Bake a batch of delicious Strawberry Oatmeal Crumble Bars! This easy recipe features a buttery oat crust and crumble topping sandwiching a sweet-tart fresh strawberry filling.

Ingredients

(Based on 1x column)

Crust and Crumble Topping:

  • ▢ ½ cup unsalted butter, melted
  • ▢ 1 cup all-purpose flour
  • ▢ ¾ cup old-fashioned oats
  • ▢ ½ cup granulated sugar
  • ▢ ¼ cup light brown sugar, packed
  • ▢ ½ teaspoon salt

Strawberry Layer:

  • ▢ 2 cups coarsely chopped fresh strawberries (from about 1-1.5 pints)
  • ▢ ⅓ cup granulated sugar
  • ▢ 2 tablespoons fresh lemon juice
  • ▢ 2 teaspoons cornstarch

Instructions

1. Prepare Oven and Pan:

  • Preheat oven to 350°F (175°C).
  • Line an 8-inch square baking pan with aluminum foil or parchment paper, leaving an overhang on two opposite sides for easy lifting later. Spray the lining lightly with cooking spray. Set aside.

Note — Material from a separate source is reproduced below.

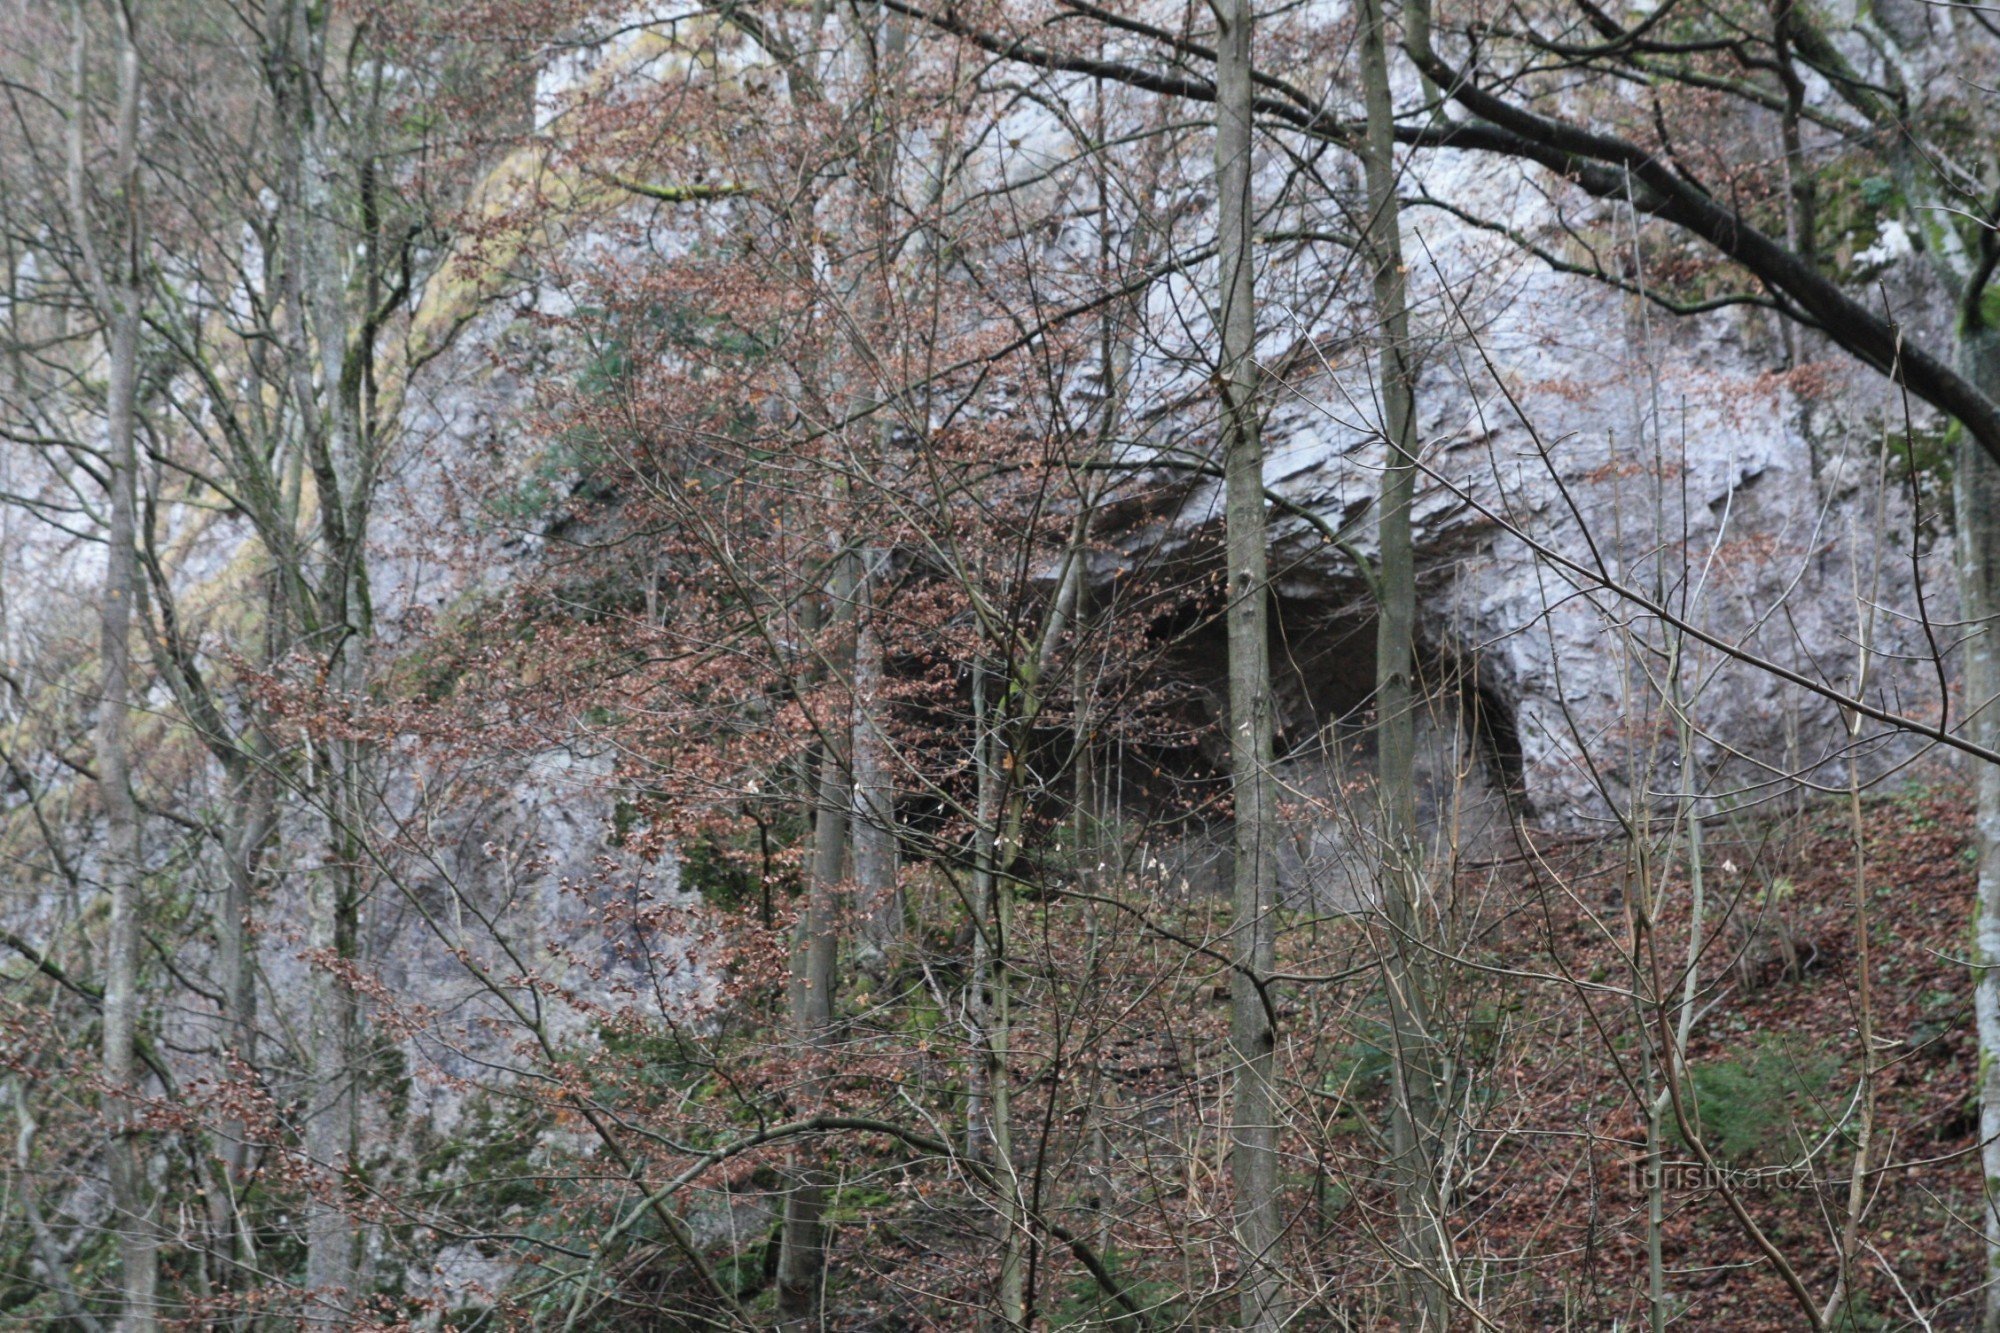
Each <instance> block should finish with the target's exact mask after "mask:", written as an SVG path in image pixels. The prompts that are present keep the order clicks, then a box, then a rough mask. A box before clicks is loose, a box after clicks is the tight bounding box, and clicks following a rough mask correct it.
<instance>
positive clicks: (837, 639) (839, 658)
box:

2. Make the Crust and Crumble Topping Mixture:

  • In a large, microwave-safe bowl, melt the ½ cup of unsalted butter (about 1 minute on high, or use a saucepan). Let cool slightly.
  • Add the all-purpose flour, old-fashioned oats, granulated sugar, packed light brown sugar, and salt to the bowl with the melted butter.
  • Stir with a fork or spatula until combined. The mixture will look dry and sandy, with some larger clumps – this is correct.
  • Measure out and set aside 1 heaping cup of this mixture to use later as the crumble topping.

3. Press the Crust Base:

  • Transfer the remaining crumble mixture (everything except the reserved 1 cup) to the prepared lined pan.
  • Using a spatula, the bottom of a measuring cup, or your clean fingers, press this mixture firmly and evenly across the bottom of the pan to create a flat, packed crust layer. Set aside.

4. Make the Strawberry Filling:

  • In a medium saucepan, combine the coarsely chopped fresh strawberries, ⅓ cup granulated sugar, fresh lemon juice, and cornstarch.
  • Stir everything together well.
  • Place the saucepan over medium heat. Bring the mixture to a gentle simmer, stirring frequently.
  • Continue to simmer, stirring often, for about 5-8 minutes, or until the strawberries have softened and the juices have thickened into a jammy consistency.

5. Assemble the Bars:

  • Pour the hot strawberry filling evenly over the prepared crust base in the pan. Spread it out gently with a spatula.
  • Sprinkle the reserved 1 heaping cup of the crumble mixture evenly over the top of the strawberry layer.

6. Bake:

  • Place the pan in the preheated oven.
  • Bake for 30-35 minutes, or until the crumble topping is lightly golden brown and the strawberry filling is bubbly around the edges.

7. Cool Completely:

  • Remove the pan from the oven and place it on a wire cooling rack.
  • Let the bars cool completely in the pan before attempting to slice them. This is crucial for them to set properly and cut cleanly. Cooling for at least 2-3 hours at room temperature, or speeding up the final cooling in the fridge, is recommended.

8. Slice and Serve:

  • Once completely cool, use the foil or parchment overhangs to lift the entire block of bars out of the pan onto a cutting board.
  • Use a sharp knife to cut into squares or rectangles.
  • Serve at room temperature. Store leftovers in an airtight container at room temperature for a couple of days, or refrigerate for longer storage.